By Mackenzie Nichols
Balancing school work and a D1 athletic schedule is a challenging undertaking. Northeastern graduate Lou Harwood accomplished that balance while at school, and he says the experiences in both computer science and rowing taught him valuable lessons of persistence in the face of adversity. Lou graduated from Northeastern in 2012 with a Bachelor’s in Computer Science and Business Administration. In 2013, he and three others founded Skedaddle, the convenient transportation app that helps big groups affordably travel together to events outside of the city.
In 2013 Lou was also still racing, and he recalls one particular race with fellow rower and co-founder of Skedaddle Brad Wentz who competed in rowing on a different team at Princeton. As the two pushed through the start of their company, they were also persisting through a challenging race in San Diego, and this time, on the same team.
“There were instances when we had to come from behind, and we put our heads down and worked through it and won,” Lou says. “When Brad and I were training, the coach would go frame by frame and movement synch to a fraction of a second. We we practicing 20 hours a week getting fit and building technique, all while being synchronized. You just have to put in the work.”
While Lou was rowing at Northeastern, he also co-oped as an Associate Software Engineer and IT Administrator at Ubicare, as a Software Developer Intern at EMC, and as an IT Desktop Support Intern at Picis. He says that his last co op at Ubicare was especially interesting because the small size of the team made him a critical member of the Engineering team and he learned how to build websites there. His co op advisor worked with him to find the best jobs that fit his experience level, and by his last co op he knew he wanted to work with Software Engineering.
“The rowing team was amazing, and that paired with computer science it teaches you persistence in the face of odds. It’s typical [to race] against Olympians, and you still have to race. You have to go at it as if you’re going to win.”
Using what both Lou and Brad learned from rowing and education, the two along with cofounders and brothers Adam Nestler of the University of Wisconsin and Craig Nestler of Syracuse built Skedaddle up in two offices located in Boston and New York City. It was recently announced that the company has raised $2.1 million dollars.
The idea behind Skedaddle, Lou says, comes from a market need for affordable and convenient transportation to locations outside of the city. Cofounder Adam Nestler, on his way to a ski trip with others outside the city, realized that it would have been much easier if all of the travelers could have conveniently and cheaply traveled together to the same place. With that in mind, the team had the idea to start working with bus companies to find the most affordable and effective deals for travelers heading to the same event.
“We try to help [the bus companies] automate their business,” Lou says. “We’re bringing them business and trying to help them. We’re trying to find the best deals and most reliable companies.”

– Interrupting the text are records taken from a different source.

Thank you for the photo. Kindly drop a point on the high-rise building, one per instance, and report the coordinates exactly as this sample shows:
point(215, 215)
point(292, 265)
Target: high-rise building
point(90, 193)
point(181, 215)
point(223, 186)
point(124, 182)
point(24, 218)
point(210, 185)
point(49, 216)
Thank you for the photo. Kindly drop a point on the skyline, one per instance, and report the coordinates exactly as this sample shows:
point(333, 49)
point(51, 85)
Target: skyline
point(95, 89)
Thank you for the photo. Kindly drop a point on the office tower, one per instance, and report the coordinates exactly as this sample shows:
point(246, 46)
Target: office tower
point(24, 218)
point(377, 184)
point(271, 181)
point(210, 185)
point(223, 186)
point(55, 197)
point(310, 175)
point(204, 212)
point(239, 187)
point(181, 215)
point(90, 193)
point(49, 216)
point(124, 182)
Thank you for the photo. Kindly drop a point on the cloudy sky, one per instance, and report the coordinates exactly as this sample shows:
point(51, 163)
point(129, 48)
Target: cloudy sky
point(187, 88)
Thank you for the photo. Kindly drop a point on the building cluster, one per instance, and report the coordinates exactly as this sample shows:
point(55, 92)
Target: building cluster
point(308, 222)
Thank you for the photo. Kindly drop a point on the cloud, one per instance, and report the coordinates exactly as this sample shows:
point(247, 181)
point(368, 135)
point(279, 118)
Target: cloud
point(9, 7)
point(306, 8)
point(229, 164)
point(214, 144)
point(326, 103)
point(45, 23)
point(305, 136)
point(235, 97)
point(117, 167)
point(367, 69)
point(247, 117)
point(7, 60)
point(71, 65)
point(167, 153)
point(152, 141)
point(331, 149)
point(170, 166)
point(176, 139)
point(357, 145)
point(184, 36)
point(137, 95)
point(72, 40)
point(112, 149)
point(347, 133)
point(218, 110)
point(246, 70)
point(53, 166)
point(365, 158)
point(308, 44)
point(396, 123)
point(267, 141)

The app is curated based on the user’s current location, and pubic routes are filtered based on event preferences indicated by the user, Lou says. There is an exploring option on the app that shows popular events outside the city, and users can create their own routes to see the pricing estimates if they have their own event in mind. For instance, if someone is going to wedding and has a group of 20 or more interested in traveling together, the user can get a free ride by creating the route, and can see pricing estimates. If it’s a public route to a concert or sporting event, the first ten people will get a discount on the ride.
“There’s a soccer fan group that started using us very early on and were so excited to travel together,” Lou says. “They didn’t have to worry about parking. There were hundreds of people moving, two to four buses worth. It’s been really cool to see that.”
At Skedaddle, Lou works with the backend team to run the IOS and Android apps as well as the website. He runs all of the engineering components of the company, and is less involved in the coding portion as other employees.
“We make sure that there is a balance between building features for the immediate future, and prepping to scale longer term in order to handle ten times or more traffic,” Lou says. “We’re preparing for the future.”
Moving forward, the team at Skedaddle is working to continue spreading the word across the country. They have an Ambassador program which encourages anyone to sign up and help get other people to create their own routes. They are not currently hiring for co-op positions, but are open to the idea. The company will start partnering with events, venues, organizations, and sporting teams, and Lou says that Skedaddle take a burden off of their shoulders. Traffic and parking at venues can be tough, and if professional drivers could drop off and go somewhere to wait, it would make the process a lot smoother for everyone involved.
“It was a cool idea to possibly run my own company, and what sold me was how serious [the other cofounders] were, how committed they were. They were extremely on board with the vision. I was really impressed by that.”